Re: The answer is obvious
"Like most here - I also use individual addresses pointed at a catch all address so I can filter out spam / monitor which companies are ignoring my "tick if you do not wish to be contacted by selected 3rd party companies"."
Ditto.
I have two domains specifically for this purpose. It is the only thing they are used for, and usually only receive email, so no individual usernames are set up on my system, other than the domain itself. In the event I want to send an email to a company using these domains, I have to manually type in the email address I am sending from.
"Quite a few years back when I first started doing this - I'd contact the company to tell them that their email list had been compromised [...] however the response was an aggressive, ignorant, buck pass saying they'd never use their mailing lists for 3rd parties, rather than figuring out who's been selling their mailing list to their mates... No good deed goes unpunished!"

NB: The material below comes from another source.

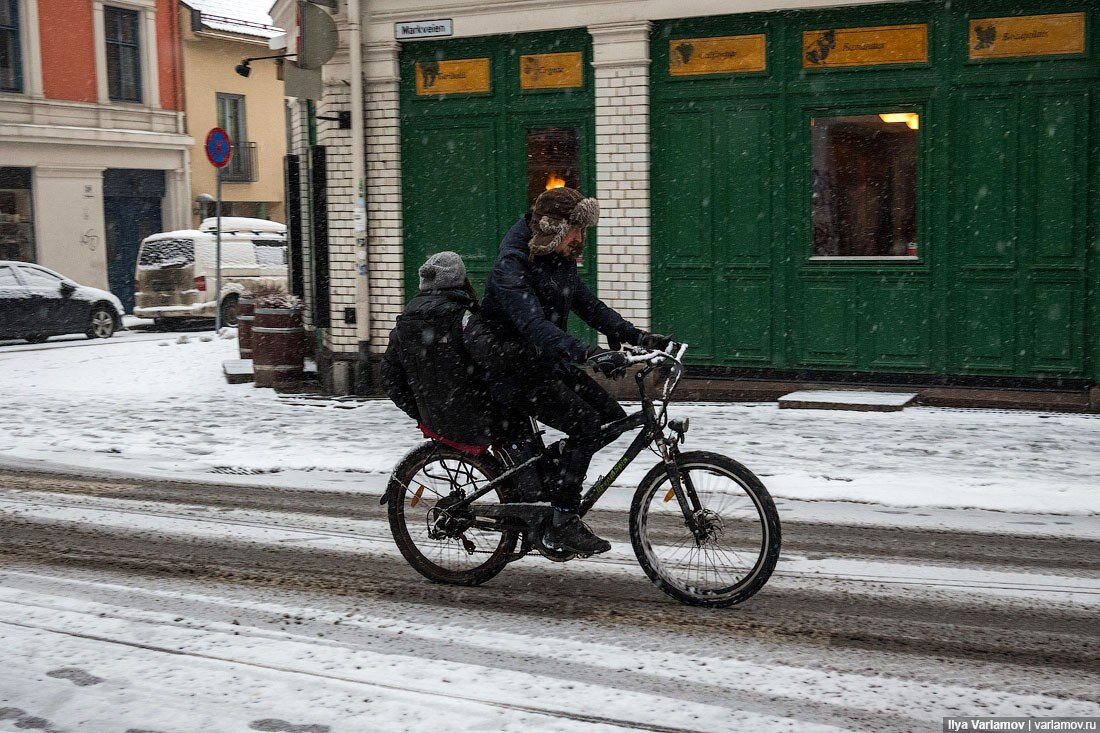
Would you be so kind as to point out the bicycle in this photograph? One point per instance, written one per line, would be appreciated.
(460, 517)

Yup. Been there, done that, didn't buy the t-shirt from the spammer.
More than one such address has been compromised. In some cases, while a unique address at one of the domains is used, I know that the "company" is really just a small-fry sole trader, so the chances are their computer has been compromised.
The very first time it happened, though, it was either Experian or Equifax (I can't remember which), the address being one I'd used when I checked my own credit rating* - and when I contacted them about it, the response I got was, as yours: "not us guv, not possible, we're squeaky clean and more secure than a nun's nethers, honest to goodness."
* Always worth doing. Then you get to discover things like you have an alias that you never knew about - which I discovered on my most recent check.